Numéro d'arrêt : 75533
Numéro NOR : CETATEXT000007720745 ?
Identifiant URN:LEX : urn:lex;fr;conseil.etat;arret;1988-04-15;75533 ?

Analyses :

COLLECTIVITES LOCALES - QUESTIONS COMMUNES ET COOPERATION - CONTROLE DE LEGALITE DES ACTES DES AUTORITES LOCALES - DEFERE PREFECTORAL - ACTES SUSCEPTIBLES D'ETRE DEFERES - Refus de permis de construire.

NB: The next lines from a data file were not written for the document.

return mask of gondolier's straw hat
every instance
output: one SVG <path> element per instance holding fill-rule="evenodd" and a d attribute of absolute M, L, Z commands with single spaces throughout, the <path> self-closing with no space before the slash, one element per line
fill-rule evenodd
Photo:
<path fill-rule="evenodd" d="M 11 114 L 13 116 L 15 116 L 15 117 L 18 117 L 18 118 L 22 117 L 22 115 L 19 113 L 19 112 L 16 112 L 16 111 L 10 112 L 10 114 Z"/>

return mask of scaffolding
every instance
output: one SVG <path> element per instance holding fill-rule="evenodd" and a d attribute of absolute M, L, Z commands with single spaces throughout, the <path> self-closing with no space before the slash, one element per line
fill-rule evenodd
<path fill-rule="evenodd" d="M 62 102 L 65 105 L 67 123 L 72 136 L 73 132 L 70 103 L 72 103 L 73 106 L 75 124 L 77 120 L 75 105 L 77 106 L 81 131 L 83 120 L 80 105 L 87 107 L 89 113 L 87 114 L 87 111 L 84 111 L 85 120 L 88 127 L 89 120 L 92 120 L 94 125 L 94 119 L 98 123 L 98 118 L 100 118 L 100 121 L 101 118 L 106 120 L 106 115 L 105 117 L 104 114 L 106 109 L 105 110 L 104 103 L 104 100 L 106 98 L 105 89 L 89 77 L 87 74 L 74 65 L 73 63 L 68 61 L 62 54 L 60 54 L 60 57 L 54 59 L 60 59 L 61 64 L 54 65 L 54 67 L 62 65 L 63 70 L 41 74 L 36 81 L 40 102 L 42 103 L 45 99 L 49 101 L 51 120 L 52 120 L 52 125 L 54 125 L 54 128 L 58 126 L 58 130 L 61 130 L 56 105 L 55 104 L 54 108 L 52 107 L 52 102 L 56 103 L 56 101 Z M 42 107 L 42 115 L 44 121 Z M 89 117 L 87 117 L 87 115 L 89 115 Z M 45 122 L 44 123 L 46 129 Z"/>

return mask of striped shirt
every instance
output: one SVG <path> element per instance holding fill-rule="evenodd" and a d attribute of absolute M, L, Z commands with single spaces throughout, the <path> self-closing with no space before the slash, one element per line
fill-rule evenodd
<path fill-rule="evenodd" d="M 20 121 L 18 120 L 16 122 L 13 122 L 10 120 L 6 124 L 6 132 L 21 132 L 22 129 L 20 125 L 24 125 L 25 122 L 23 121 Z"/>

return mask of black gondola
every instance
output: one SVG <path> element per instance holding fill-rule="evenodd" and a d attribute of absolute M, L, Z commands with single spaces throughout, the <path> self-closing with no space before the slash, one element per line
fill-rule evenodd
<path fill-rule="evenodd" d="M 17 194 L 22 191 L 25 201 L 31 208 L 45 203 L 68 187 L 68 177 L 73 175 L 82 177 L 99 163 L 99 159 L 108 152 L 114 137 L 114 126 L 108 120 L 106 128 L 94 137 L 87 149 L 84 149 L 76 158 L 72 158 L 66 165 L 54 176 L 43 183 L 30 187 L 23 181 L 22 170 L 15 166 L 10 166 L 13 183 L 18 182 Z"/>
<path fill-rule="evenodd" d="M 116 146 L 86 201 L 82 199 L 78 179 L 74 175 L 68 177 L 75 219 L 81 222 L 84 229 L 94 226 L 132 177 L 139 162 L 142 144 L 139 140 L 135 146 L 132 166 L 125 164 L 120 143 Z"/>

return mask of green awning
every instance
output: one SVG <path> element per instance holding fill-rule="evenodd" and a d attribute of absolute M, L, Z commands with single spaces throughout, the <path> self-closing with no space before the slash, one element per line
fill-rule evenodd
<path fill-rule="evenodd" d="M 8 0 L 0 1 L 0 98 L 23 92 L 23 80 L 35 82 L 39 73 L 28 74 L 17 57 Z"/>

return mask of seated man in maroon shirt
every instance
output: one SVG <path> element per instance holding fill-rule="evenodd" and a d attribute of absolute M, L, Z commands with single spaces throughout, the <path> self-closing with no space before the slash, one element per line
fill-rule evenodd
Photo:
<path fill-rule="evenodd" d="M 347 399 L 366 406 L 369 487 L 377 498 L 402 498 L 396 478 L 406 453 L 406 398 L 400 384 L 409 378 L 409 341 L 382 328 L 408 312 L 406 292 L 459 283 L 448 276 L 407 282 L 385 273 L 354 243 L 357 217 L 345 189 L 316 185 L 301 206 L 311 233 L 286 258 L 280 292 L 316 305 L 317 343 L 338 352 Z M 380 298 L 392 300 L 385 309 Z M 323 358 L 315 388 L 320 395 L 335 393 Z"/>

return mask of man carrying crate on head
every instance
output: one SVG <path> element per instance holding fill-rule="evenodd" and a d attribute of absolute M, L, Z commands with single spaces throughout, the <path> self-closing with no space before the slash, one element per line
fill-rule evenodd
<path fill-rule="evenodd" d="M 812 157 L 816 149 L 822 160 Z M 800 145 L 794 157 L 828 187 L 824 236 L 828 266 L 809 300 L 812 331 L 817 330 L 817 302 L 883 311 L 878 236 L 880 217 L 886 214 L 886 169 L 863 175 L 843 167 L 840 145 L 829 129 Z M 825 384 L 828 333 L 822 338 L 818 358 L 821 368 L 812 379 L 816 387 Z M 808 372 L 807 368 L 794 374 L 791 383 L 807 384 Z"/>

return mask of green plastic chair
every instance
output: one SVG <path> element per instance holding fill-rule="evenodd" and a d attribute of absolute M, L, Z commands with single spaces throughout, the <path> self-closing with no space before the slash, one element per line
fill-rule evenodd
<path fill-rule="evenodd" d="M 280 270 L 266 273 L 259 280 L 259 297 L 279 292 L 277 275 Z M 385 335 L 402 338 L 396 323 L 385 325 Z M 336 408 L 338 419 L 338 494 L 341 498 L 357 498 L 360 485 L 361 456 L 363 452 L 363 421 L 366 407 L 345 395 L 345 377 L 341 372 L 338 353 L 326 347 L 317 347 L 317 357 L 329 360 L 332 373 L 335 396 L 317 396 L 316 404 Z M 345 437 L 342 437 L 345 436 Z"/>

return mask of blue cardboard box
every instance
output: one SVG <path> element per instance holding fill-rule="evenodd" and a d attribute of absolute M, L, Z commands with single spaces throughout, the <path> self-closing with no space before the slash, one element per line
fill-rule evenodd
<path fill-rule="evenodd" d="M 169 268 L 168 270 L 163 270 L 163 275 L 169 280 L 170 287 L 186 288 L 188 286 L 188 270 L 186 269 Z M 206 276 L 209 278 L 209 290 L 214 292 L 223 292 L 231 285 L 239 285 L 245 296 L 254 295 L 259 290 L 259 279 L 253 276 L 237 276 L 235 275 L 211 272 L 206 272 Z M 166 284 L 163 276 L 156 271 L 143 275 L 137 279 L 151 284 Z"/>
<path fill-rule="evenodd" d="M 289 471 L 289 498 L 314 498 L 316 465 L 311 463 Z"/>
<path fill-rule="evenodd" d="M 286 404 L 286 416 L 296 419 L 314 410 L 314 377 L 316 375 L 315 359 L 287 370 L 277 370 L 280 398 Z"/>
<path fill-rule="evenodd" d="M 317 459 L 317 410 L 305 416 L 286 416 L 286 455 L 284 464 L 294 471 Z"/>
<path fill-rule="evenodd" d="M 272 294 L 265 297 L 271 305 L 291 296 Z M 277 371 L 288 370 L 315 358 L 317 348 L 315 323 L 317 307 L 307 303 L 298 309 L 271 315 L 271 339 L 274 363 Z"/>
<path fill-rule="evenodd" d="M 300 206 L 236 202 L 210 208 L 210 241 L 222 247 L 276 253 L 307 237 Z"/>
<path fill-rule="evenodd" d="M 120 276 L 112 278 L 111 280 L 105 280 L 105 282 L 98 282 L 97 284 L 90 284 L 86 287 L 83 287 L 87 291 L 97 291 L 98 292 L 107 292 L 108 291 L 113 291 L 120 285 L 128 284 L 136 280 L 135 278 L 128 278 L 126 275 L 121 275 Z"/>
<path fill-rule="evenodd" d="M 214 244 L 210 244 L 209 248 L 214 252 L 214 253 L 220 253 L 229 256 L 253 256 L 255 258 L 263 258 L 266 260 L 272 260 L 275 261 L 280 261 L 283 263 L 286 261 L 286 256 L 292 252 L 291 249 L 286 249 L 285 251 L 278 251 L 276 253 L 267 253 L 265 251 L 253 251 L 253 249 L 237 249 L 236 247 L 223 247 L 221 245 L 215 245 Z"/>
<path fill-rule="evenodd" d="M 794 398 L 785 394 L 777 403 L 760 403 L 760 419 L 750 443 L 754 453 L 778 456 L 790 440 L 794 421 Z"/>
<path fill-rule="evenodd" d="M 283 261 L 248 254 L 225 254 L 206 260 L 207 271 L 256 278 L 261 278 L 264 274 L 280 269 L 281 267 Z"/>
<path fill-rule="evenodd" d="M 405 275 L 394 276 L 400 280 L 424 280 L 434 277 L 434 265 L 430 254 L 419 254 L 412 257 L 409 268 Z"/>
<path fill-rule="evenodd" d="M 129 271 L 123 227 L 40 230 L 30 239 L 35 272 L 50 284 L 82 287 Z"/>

135-02-02-01, 68-03-025-03 Il résulte des articles 2 et 3 de la loi du 2 mars 1982 relative aux droits des communes, des départements et des régions, modifiée et complétée par les lois du 22 juillet 1982 et du 7 janvier 1983, que le représentant de l'Etat dans le département défère au tribunal administratif les actes des autorités communales énumérés au paragraphe II de l'article 2 qu'il estime contraires à la légalité, en particulier "le permis de construire, les autres autorisations d'utilisation du sol, le certificat d'urbanisme et le certificat de conformité délivrés par le maire", lorsque celui-ci en a reçu légalement compétence. En matière de permis de construire, l'exercice par le représentant de l'Etat du contrôle administratif ainsi défini s'étend à l'ensemble des décisions individuelles prises par le maire et susceptibles de faire grief, y compris les décisions de refus intervenues dans le cadre des procédures d'autorisations prévues par le code de l'urbanisme.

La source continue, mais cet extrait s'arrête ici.